Through the diversity of its demands and its means of action (self-defense courses, self-help training offering women the possibility of examining their own bodies, remuneration for domestic work, self-management of a place allowing women to discuss freely, free abortion, recognition of the rights of lesbians in all countries, etc.) the WLM (Women’s Liberation Movement) of Geneva brought together a multiplicity of reformist and radical groups. Contrary to a hegemonic vision of this movement, the exhibition attempts to present the modes of organization of women united by struggles, feelings, activities that are also conducive to conflicts and even misunderstandings. The
content of the claims remains as present as ever.
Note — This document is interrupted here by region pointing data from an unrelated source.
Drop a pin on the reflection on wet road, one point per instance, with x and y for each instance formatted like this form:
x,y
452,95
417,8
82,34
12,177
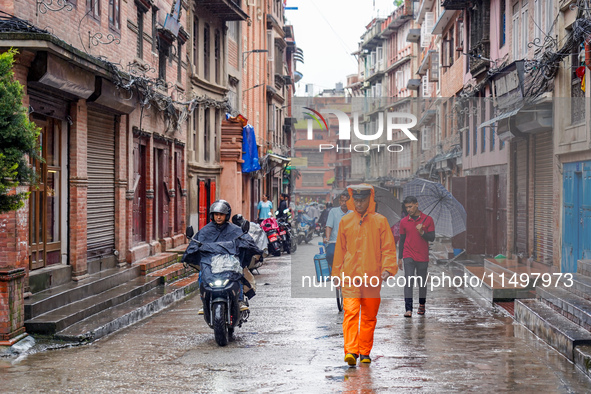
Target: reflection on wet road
x,y
295,345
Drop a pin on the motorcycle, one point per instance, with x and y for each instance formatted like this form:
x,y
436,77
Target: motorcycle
x,y
318,230
271,228
220,265
260,239
305,227
285,231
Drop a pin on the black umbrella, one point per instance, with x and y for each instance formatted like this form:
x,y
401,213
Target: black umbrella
x,y
434,199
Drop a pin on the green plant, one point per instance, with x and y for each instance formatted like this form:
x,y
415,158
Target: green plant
x,y
18,138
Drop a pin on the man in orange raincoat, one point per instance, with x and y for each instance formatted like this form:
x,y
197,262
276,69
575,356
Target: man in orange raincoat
x,y
365,255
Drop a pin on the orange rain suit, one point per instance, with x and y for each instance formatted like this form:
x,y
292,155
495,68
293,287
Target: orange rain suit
x,y
365,246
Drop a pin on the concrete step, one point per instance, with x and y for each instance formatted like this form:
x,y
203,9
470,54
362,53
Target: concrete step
x,y
180,250
494,287
155,263
172,273
556,330
568,304
60,318
511,266
583,359
584,267
581,286
59,296
130,312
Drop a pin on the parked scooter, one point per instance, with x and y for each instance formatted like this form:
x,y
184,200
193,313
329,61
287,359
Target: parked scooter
x,y
305,228
260,239
271,227
285,231
220,265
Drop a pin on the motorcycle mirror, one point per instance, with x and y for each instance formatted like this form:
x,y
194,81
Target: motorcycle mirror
x,y
190,232
245,226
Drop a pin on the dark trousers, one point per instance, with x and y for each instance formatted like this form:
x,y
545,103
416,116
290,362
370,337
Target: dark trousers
x,y
412,269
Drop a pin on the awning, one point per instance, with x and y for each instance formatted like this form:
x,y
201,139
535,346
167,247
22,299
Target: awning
x,y
425,63
427,115
500,117
226,10
278,159
442,22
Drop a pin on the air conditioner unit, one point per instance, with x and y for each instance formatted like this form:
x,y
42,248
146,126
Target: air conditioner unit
x,y
414,35
413,84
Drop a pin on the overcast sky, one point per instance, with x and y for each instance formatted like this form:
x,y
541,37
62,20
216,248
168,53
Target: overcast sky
x,y
328,31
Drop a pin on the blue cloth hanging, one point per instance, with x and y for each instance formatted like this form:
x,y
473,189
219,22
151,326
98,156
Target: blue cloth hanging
x,y
250,153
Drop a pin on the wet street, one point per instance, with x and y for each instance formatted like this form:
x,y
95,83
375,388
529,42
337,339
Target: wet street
x,y
295,345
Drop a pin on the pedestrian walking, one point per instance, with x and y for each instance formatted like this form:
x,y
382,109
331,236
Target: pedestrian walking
x,y
265,209
332,226
416,231
283,205
365,248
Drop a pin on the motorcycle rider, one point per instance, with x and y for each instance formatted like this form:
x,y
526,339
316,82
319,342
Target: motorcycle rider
x,y
220,229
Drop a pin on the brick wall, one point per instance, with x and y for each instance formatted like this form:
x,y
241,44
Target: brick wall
x,y
232,53
78,189
12,311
As an extension of the exhibition, the space usually dedicated to artists in residence hosts learning workshops open to women that contribute, through the sharing of knowledge, to a form of self-care.
Gathered at its beginnings around a self-managed exhibition space that addressed social and political subjects, Rosa Brux evolved as an autonomous collective. By bringing together groups involved in fields as varied as activism, memory practices and law, Rosa Brux wishes to contribute through its actions to the emergence of transversal movements that experiment with possible alternatives to institutional criticism.